Tout en critiquant la politique étrangère de George Bush et sa « société de propriété », c’est-à-dire sa destruction de l’héritage économique et social de Franklin Roosevelt, le gouvernement français détruit parallèlement l’acquis social et économique des combats de la Résistance et de la France libre.

Nous en sommes là. La politique de Nicolas Sarkozy, avec celle de Benyamin Netanyahou et des néo-conservateurs américains, n’est que le point extrême de cette dérive.

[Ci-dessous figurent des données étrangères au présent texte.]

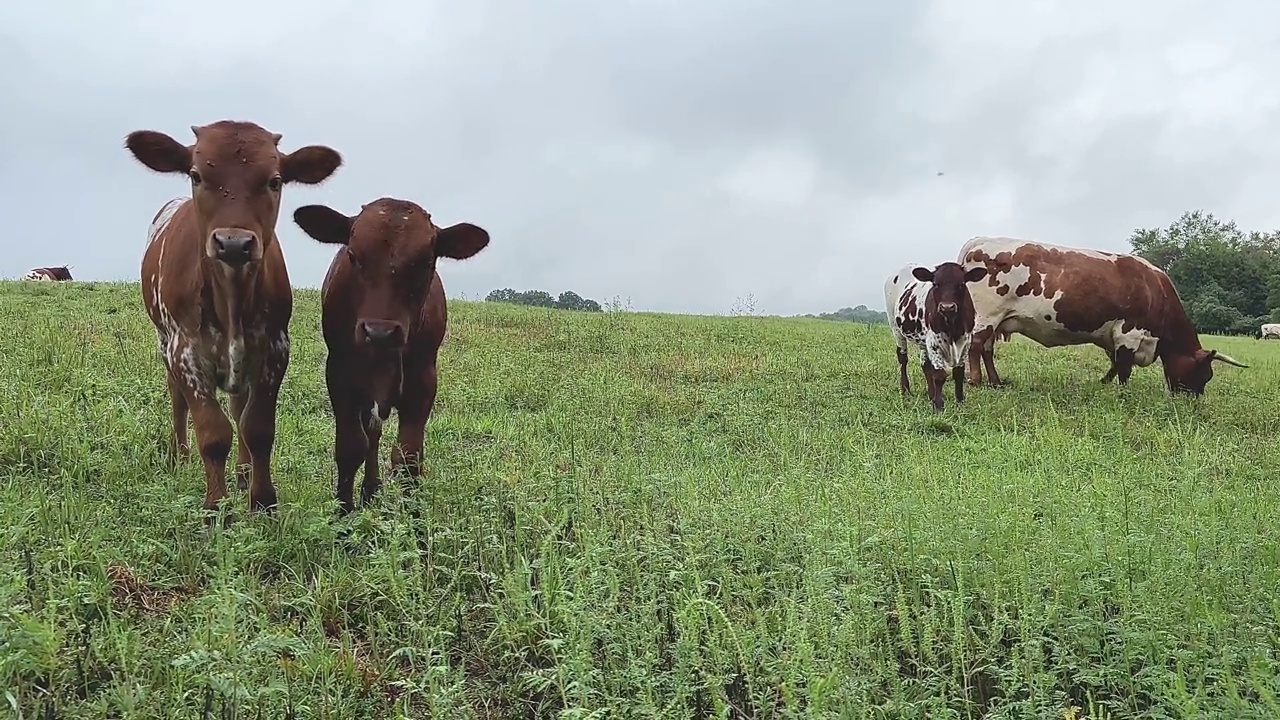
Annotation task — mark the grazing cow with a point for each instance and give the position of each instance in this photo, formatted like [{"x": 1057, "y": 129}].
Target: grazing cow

L’économie française se spécialise ainsi dans le tertiaire à faible valeur ajoutée, comme l’hôtellerie ou le tourisme, et devient une « économie de bazar », important des produits bon marché en provenance d’Asie, à l’américaine. L’Allemagne affiche des excédents commerciaux mais en réduisant ses importations et en pénalisant le pouvoir d’achat des Allemands. Dans les deux cas, il s’agit d’une politique suicidaire.

On ne forme plus en Europe, et tout particulièrement en France, les scientifiques et instrumentalistes ayant permis le grand exploit de la sonde Huygens. Qu’aurons-nous donc à léguer aux générations futures ?

Certains parlent d’un « néo-colbertisme européen » (rapport du Sénat du 23 juin 2004), d’autres d’innovation industrielle (rapport Beffa, rapport de Jean-Hervé Lorenzi et Luc Fontagné, promesses du Président de la République) et d’autres encore proposent, avec Dominique Strauss-Kahn, un « socialisme de la production ». Tous, cependant, raisonnent en l’air, comme s’il s’agissait de dossiers à fournir à des fonctionnaires et non d’une grande querelle politique. Aucun n’ose affronter ses adversaires et ses ennemis, tous se condamnent donc à l’impuissance.

Les grèves de fin 1995 et la défaite de Lionel Jospin en 2002 sont prémonitoires. Le recul réactionnaire des élus de 2002 prépare inéluctablement un nouveau sursaut. La forte mobilisation des fonctionnaires le 20 janvier et la journée d’action prévue pour le 5 février en témoignent. Chacun d’entre nous est responsable de donner à ce mouvement de fond un horizon, national et international, pour en faire cette fois un point de décollage, et non de bavardage.